A curva de preços não mente. De 0,47 até 0,13, em dois meses apagou perto de 70% da capitalização do mercado — já não é algo que dá para explicar apenas pela “ressaca” do sentimento.

Ao meu redor, muita gente pegou chips naquela época do TGE. O consenso era simples: o histórico da equipe é forte, o endosso institucional é bem sólido, e a narrativa do setor está bem encaixada no ponto de interseção entre AI e Crypto. Em qualquer ângulo, parecia um ativo que valia apostar. Mas depois de passar por esses mais de sessenta dias e olhar para trás, os dados do gráfico (candlestick) parecem dizer algo que, em algum sentido, está atravessando um rio cada vez mais largo do que aquilo que o whitepaper descreveu.

Onde nasce esse rio? Eu revisei os dados repetidas vezes e, no fim, foquei em duas palavras‑chave: demanda e custo.

Fazer inferência de IA na cadeia: só a implementação técnica, por si, já traz uma perda grande de desempenho. Modelos grandes exigem densidade de computação e velocidade de resposta; no ambiente on-chain, naturalmente é preciso reservar tempo para verificação e consenso. Isso leva a uma realidade difícil de contornar: a mesma inferência, rodando na cadeia OPG, sai bem mais cara e bem mais lenta do que rodar em serviços de nuvem tradicionais. E, para a maioria dos desenvolvedores comuns, o argumento de “descentralização/sem confiança” não é tão forte a ponto de eles aceitarem custos mais altos e mais tempo.

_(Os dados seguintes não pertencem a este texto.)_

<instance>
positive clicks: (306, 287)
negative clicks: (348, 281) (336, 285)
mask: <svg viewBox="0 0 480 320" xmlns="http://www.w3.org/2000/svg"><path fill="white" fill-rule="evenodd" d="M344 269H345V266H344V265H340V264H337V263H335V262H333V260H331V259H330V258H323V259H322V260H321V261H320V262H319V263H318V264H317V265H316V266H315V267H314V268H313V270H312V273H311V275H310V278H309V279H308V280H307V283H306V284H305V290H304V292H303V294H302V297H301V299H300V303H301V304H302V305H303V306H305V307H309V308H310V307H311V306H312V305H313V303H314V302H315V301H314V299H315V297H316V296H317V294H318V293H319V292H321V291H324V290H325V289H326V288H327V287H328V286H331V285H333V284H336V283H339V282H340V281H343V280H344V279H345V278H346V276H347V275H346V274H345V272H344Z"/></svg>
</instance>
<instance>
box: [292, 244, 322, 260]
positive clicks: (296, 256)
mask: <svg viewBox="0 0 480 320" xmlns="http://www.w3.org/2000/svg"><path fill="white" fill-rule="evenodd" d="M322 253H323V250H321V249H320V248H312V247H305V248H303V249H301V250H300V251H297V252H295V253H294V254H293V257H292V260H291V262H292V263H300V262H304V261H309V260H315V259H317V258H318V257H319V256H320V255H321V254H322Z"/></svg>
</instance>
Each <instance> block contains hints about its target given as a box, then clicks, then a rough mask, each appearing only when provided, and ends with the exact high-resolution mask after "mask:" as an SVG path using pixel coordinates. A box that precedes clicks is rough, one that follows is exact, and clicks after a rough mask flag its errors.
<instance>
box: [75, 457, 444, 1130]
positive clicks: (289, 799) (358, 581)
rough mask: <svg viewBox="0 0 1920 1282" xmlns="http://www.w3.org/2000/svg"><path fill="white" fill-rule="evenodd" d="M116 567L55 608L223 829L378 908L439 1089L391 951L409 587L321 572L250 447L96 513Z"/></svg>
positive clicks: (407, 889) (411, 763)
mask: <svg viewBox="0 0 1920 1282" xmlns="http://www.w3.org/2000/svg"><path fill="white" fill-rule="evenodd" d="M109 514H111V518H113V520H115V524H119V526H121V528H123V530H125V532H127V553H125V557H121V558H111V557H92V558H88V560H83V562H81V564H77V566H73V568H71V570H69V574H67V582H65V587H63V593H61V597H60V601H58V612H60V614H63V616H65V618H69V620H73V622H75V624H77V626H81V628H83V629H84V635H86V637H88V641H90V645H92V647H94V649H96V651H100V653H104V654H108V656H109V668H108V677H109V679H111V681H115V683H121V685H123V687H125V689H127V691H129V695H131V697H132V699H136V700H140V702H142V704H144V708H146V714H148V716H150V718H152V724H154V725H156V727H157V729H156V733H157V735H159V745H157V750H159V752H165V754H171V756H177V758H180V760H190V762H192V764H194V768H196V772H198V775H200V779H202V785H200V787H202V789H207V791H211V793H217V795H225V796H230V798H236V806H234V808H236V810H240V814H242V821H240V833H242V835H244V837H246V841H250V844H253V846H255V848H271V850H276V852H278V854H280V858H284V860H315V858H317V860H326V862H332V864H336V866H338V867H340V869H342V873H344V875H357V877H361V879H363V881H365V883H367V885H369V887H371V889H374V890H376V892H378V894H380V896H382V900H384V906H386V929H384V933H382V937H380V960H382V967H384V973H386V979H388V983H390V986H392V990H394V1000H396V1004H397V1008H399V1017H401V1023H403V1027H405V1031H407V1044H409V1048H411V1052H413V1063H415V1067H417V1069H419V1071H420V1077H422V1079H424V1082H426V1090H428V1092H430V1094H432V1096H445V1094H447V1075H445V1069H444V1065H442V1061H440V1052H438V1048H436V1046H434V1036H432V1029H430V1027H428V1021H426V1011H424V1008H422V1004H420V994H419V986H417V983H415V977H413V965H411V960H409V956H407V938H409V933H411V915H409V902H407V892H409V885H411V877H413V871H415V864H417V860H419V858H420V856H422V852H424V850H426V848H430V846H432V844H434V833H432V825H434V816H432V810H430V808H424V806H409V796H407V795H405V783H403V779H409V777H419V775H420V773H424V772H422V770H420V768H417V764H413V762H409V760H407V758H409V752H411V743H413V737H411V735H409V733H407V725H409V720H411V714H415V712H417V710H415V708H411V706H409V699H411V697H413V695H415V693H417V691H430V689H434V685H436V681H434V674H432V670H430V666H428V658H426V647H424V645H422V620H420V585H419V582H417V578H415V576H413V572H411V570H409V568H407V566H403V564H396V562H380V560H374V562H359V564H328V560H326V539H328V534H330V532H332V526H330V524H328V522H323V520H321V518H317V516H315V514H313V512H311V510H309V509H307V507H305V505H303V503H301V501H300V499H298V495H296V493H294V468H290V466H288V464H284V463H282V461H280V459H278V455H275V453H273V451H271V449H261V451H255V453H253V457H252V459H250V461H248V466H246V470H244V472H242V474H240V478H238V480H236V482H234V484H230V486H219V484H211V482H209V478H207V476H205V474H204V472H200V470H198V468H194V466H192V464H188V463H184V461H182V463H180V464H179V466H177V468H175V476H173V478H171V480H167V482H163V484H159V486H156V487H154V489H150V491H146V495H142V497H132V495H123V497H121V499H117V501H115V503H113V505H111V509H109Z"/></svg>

Sem um suporte real de usuários pagantes, a demanda acaba ficando suspensa no ar. Os mais de 2 milhões de dados de inferência on-chain divulgados oficialmente parecem impressionantes, mas o aquecimento das atividades on-chain não equivale à viabilidade do modelo de negócio. O preço desce do topo continuamente; ao mesmo tempo, a oferta é liberada em lotes pelos detentores institucionais, mas do lado da demanda não aparece uma lógica suficientemente forte para absorver essa pressão vendedora.

Ainda há outro problema estrutural que não dá para ignorar: o valor técnico não converge tanto para a direção do token. Mecanismos de base como validação TEE e provas criptográficas beneficiam mais os operadores de nós e os provedores de serviço do modelo. O token OPG, no fluxo inteiro, fica mais parecido com um “pedágio de passagem”, e não um recipiente onde o valor se acumula. Quanto mais essa rota é seguida, mais tênue pode se tornar a presença do token.

O mercado, no fim, precifica o uso real e o valor efetivo, e não fica comprando continuamente uma história bem embrulhada. Quando um modelo econômico de tokens não encontra um ponto de ancoragem rígido nas trocas comerciais reais, a curva de preços é a primeira a desenhar a verdade.